Revista Mana: Pensando em Tiradentes, que não tem feira agrícola, que alternativas existem?
Neide Rigo: Uma feira de trocas de mudas e sementes é um bom começo. Atrai quem se interessa, estimula o plantio e gera excedente que pode virar feira. Não precisa ser na rua: pode ser em salão paroquial, espaços comunitários. Já vi muitas iniciativas assim pelo Brasil.
Revista Mana: Muitas hortas urbanas não dão certo. O que é preciso mudar?
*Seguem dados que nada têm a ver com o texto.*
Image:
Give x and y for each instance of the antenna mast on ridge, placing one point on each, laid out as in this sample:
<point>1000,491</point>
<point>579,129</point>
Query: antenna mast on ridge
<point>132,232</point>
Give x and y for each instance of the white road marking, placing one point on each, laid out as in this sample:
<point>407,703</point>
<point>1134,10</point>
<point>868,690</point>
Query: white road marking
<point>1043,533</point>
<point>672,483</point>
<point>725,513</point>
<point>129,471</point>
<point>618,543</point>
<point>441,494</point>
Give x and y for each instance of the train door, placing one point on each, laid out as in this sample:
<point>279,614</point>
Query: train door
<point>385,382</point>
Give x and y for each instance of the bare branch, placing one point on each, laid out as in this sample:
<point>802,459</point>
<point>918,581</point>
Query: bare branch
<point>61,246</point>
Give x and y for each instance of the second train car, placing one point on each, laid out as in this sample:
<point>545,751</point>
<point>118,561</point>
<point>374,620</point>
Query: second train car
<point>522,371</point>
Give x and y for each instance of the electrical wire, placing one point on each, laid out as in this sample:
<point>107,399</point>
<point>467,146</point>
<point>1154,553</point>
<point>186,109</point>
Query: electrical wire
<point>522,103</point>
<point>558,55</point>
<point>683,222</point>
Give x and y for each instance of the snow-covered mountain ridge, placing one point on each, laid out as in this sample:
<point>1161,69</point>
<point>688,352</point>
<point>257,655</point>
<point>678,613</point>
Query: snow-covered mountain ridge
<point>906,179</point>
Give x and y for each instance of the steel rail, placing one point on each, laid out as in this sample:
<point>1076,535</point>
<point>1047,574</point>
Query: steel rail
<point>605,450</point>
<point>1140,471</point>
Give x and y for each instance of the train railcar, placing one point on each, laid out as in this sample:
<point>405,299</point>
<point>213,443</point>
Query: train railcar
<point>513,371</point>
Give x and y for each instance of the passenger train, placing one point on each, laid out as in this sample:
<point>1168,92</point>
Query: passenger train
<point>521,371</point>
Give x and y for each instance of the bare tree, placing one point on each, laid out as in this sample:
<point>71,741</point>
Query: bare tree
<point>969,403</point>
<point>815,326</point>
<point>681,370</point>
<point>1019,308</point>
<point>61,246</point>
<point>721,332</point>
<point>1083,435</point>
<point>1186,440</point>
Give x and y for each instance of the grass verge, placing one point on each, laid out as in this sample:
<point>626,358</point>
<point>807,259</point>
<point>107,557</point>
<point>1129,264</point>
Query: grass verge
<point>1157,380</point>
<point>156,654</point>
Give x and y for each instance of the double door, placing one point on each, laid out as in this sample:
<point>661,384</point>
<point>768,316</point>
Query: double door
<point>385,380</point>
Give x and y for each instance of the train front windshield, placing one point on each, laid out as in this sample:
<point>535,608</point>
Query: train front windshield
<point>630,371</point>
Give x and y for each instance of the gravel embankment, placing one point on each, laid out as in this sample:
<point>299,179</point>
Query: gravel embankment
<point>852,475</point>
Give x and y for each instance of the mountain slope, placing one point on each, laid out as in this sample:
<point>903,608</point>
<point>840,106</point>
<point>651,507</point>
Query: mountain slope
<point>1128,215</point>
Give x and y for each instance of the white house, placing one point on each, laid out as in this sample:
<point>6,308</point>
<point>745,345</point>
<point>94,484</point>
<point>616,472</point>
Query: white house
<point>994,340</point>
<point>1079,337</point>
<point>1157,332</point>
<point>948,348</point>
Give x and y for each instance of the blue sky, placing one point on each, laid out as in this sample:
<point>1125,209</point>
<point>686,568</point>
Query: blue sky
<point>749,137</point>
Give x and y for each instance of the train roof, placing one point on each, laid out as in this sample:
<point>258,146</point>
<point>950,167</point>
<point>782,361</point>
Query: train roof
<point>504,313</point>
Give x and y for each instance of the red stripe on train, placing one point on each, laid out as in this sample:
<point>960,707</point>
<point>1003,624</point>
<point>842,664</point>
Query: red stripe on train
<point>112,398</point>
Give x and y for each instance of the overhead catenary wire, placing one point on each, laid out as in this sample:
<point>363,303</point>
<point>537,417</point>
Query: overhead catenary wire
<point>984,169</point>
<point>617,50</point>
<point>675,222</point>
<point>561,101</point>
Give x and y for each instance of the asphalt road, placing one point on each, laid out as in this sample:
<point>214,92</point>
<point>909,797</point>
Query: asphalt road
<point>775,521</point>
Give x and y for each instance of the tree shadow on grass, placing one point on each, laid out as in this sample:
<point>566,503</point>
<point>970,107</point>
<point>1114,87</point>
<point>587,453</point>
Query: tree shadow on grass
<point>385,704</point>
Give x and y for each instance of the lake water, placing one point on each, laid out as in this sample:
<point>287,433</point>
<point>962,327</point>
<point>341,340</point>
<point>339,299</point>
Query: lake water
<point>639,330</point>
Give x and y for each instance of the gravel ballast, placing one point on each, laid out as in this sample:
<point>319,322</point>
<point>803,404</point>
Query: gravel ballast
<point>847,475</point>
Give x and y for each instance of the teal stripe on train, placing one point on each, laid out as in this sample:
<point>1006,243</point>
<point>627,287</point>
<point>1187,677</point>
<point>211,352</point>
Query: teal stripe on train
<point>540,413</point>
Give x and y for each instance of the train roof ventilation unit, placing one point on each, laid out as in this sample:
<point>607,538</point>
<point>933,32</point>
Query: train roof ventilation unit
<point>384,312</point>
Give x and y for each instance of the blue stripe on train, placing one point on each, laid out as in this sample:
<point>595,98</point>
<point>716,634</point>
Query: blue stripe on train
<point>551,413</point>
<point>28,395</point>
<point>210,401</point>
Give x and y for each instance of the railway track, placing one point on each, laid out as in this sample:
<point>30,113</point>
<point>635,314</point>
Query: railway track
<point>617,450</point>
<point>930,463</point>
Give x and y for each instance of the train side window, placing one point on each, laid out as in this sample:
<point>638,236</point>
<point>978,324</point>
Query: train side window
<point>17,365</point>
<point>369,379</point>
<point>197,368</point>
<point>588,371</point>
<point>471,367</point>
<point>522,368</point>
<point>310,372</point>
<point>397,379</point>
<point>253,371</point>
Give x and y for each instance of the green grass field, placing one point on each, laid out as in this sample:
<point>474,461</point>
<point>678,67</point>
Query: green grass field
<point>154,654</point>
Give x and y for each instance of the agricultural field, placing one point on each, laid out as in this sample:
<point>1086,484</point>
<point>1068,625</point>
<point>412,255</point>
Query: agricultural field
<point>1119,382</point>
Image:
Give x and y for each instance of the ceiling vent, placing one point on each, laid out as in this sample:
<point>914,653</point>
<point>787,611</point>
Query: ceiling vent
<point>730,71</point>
Neide Rigo: O problema é não pensar horta apenas como espaço de alface, tomate, brócolis. Isso demanda muito tempo e água. Uma horta de PANCs é diferente: espécies resilientes, perenes, que exigem pouco cuidado. Tenho uma horta comunitária em São Paulo há 10 anos, sem torneira, que sobrevive ao inverno seco. Lá temos manjericão, urucum, baunilha, pitanga, chaya, moringa, entre outras. São espécies que resistem bem na cidade.
Revista Mana: E a iniciativa privada? Como restaurantes podem ajudar?
Neide Rigo: Restaurantes poderiam ter hortas próprias e incluir esses alimentos no cardápio. Também podem apoiar cozinhas comunitárias. Cito o festival de Igarapé, em Minas, que reúne mestras cozinheiras com receitas ancestrais. Isso aproxima a comunidade, valoriza ingredientes e tradições. Acho que iniciativas assim são muito importantes.